The simmering conflict between President Uhuru Kenyatta and the Judiciary over the supremacy of the Constitution has once again burst into the open.
This time, the battle has been precipitated by the President’s attempt to usurp the powers of the Judicial Service Commission to pick judges and judicial officers for the country’s courts.
Last week, after he partly complied, appointing 34 of them, but petulantly continuing to block six others (one has died in the interim), his stance was roundly condemned by civil society groups, parliamentarians and even Chief Justice Martha Koome and her predecessors.
Willy Mutunga penned a scathing letter accusing Kenyatta of being “garlanded in the pettiness of performing power” and betraying his office oath, while David Maraga granted a TV interview on the matter .
This is not the first time Kenyatta is butting heads with the Judiciary which, especially since the promulgation of the Constitution, has become much more assertive in demanding compliance with the law from the political class.
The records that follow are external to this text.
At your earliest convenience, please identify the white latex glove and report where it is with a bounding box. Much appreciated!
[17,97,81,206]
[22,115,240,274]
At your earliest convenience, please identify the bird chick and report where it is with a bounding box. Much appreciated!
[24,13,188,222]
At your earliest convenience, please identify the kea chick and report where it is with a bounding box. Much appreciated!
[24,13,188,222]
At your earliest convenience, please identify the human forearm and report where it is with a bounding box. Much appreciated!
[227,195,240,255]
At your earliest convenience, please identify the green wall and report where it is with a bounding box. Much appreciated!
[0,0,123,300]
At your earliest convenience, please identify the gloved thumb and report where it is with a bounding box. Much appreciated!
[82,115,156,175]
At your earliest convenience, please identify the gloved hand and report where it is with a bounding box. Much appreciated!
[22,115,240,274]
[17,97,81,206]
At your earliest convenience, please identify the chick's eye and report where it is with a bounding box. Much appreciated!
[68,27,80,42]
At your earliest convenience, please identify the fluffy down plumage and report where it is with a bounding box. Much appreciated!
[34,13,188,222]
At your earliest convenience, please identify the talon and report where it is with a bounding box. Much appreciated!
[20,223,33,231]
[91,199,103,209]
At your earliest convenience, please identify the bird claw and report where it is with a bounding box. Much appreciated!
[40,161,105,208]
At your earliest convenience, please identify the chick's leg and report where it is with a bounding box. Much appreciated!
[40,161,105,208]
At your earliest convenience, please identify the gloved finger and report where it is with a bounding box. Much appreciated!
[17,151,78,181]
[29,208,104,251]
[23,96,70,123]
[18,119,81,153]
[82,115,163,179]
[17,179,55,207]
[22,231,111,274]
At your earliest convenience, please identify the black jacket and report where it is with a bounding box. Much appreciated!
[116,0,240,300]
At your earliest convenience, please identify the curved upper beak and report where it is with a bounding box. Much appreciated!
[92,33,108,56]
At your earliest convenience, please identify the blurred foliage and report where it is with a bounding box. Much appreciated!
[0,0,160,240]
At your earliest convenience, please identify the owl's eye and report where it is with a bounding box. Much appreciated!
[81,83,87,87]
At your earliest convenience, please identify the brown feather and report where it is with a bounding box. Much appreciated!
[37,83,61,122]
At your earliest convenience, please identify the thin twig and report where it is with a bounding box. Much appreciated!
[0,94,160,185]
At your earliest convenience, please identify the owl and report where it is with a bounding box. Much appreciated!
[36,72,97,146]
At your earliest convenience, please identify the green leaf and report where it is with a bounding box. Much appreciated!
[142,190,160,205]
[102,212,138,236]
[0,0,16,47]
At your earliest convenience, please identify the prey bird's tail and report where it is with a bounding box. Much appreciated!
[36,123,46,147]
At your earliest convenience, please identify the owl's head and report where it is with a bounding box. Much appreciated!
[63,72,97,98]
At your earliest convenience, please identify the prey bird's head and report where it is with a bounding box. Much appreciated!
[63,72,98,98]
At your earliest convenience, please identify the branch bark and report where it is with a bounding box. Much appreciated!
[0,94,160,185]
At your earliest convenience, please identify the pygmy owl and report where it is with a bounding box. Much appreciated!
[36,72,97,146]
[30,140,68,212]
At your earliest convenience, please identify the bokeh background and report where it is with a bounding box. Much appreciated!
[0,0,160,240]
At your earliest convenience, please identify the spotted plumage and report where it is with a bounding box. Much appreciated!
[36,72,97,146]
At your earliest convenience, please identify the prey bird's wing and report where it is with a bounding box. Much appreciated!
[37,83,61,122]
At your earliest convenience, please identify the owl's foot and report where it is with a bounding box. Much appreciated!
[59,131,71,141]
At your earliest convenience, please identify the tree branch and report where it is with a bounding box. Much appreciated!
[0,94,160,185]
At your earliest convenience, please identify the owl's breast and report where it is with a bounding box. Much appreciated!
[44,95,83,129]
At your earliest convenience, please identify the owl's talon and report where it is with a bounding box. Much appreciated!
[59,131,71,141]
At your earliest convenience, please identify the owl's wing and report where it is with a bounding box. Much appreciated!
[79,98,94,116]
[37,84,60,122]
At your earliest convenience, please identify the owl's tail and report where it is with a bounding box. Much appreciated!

For much of Kenya’s history, judicial independence has been a myth. In colonial times, judges served at the pleasure of the Crown and lacked independence. As Mutunga observed in 2013, they were essentially “a civil service, beholden to the colonial administration and very rarely minded to stand up to it”.
Although at independence in 1963, the constitution protected judges, deliberately insulating them from executive power, it proved no match for the ingrained habits of judicial subservience to executive tyranny that had been bred and nurtured under colonialism.
Over the next 47 years, with a few notable exceptions, the courts were not just silent, but seemingly willing accomplices, as successive presidents and their cronies demolished all constitutional safeguards and restraints. The Judiciary became little more than a department in the Attorney General’s office, grossly underfunded and understaffed.
In one prominent case in 1989, a judge declared the entire Bill of Rights inoperative and unenforceable, in essence stripping all Kenyans of their constitutional protections, because the Chief Justice had failed to set rules of procedure for its enforcement by the High Court.
In many ways, the 2010 Constitution was a reset of the one promulgated at Independence and undid many of the ruinous amendments the political class had inflicted on Kenyans.
Unlike it, however, the 2010 Constitution was the product of decades of local struggle, wide national consultation and has an army of civil society activists, lawyers and ordinary Kenyans willing to stand up for it. And most importantly, freed from Executive shackles, the Judiciary is quickly evolving a backbone and asserting its role as the enforcer of constitutional rule.
However, even as Kenyans line up to support and defend the Judiciary, we must not lose sight of the fact that, as an institution, it in many ways continues to be a barrier to the realisation of the governance vision embodied in the Constitution.
A good example of this is the continued detention of tens of thousands of Kenyans in our prisons despite not being convicted of any crime. The Judiciary has hollowed out the constitutional guarantees of liberty and bail by continuing to allow police to hold suspects without charge under the pretext of completing investigations (a practice the High Court has already ruled to be unconstitutional) and demanding exorbitant amounts for bail.
The latter has resulted in half the prison population being made up of pre-trial detainees, 90 per cent of whom have already been granted bail but cannot afford to pay it. And given that the constitution forbids “cruel, inhuman or degrading” punishment, by continuing to send Kenyans to violent, unsanitary and overcrowded jails, the Judiciary is participating in the violation of this prohibition.
Further, some of the Judiciary’s interpretations of the Constitution have seemed like throwbacks to the former days of kowtowing to Kenya’s rulers.
Decisions in 2013 that essentially said the constitutional bar for integrity did not require people accused of crimes against humanity at the ICC to clear their names before running for the highest office in the land, and that subsequently upheld the dubious election of President Kenyatta and William Ruto in a widely-panned judgement, have made many Kenyans fear that the future could be a rerun of the past.
This also includes the upholding of colonial-era strictures against sexual diversity.
None of this should be construed as an endorsement of, or justification of, Kenyatta’s own constitutional violations. We must continue to demand that he comply with it and appoint the 6 judges.
However, while doing so, we must also keep in mind that threats to the 2010 Constitution do not only emanate from the Executive. If we are to be truly vigilant, we must not gloss over the unconstitutional acts perpetrated by the Judiciary itself.